C) Supply Chain and Purchasing:
- Informing Replenishment: By understanding how quickly inventory is being sold and used/produced in assembly, purchasing managers can make smarter decisions about when to order more and in what quantity.
- Verifying Receipts: Confirms that purchased quantities have been correctly entered into the system.
Example Reading the Report:
Let’s assume the one row has these values for the month of January:
- Beginning Balance: Qty: 10, Amount: $500
- Purchased: Qty: 20, Amount: $1,100
- Adjustments: Qty: -2, Amount: -$110
- Assembled: Qty: -5, Amount: $275
- Sold: Qty: 18, Amount: $990
What this tells you:
- You started with 10 items worth $500 ($50/ea).
- You bought 20 more for $1,100 ($55/ea – note the cost increase).
- You had to write off 2 damaged items (valued at the average cost, likely $55/ea).
- You used 5 items to build some kits.
- You sold 18 items to customers.
- Your ending inventory for February 1st would be:
- Qty: (10 + 20 – 2 – 5 – 18) = 5 units
- Value: Calculated based on your costing method (FIFO, Average Cost), using the data provided.
You can set up and save your variant of report with diffident name.
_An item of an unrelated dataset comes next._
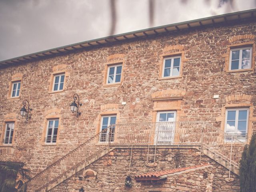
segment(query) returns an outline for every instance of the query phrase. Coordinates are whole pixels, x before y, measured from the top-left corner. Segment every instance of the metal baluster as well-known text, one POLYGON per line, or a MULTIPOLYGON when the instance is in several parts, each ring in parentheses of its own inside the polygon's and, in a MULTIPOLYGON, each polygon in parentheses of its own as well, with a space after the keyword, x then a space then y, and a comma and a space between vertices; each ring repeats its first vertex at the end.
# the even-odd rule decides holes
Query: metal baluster
POLYGON ((203 146, 203 139, 204 138, 204 126, 202 129, 202 137, 201 138, 201 148, 200 148, 200 160, 199 160, 199 164, 201 164, 201 158, 202 157, 202 148, 203 146))
POLYGON ((229 173, 228 174, 228 180, 230 179, 230 171, 231 170, 231 159, 232 158, 232 147, 233 145, 233 136, 231 137, 231 148, 230 149, 230 159, 229 162, 229 173))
The Structure of the report allows to check Sales Amount, Gross Profit, Gross Margin there.


Current Limitation in the Item Costing Report
The Item Costing Report currently has a limitation related to the display of Amounts per product within a single transaction. If a transaction contains two or more lines with the same product but with different Prices or Lots, the report will not show the exact Amount for each individual line. Instead, it will display the average Amount for that product within the transaction.
All technical details and configuration instructions for the Report can be found in the dedicated section titled Report Form.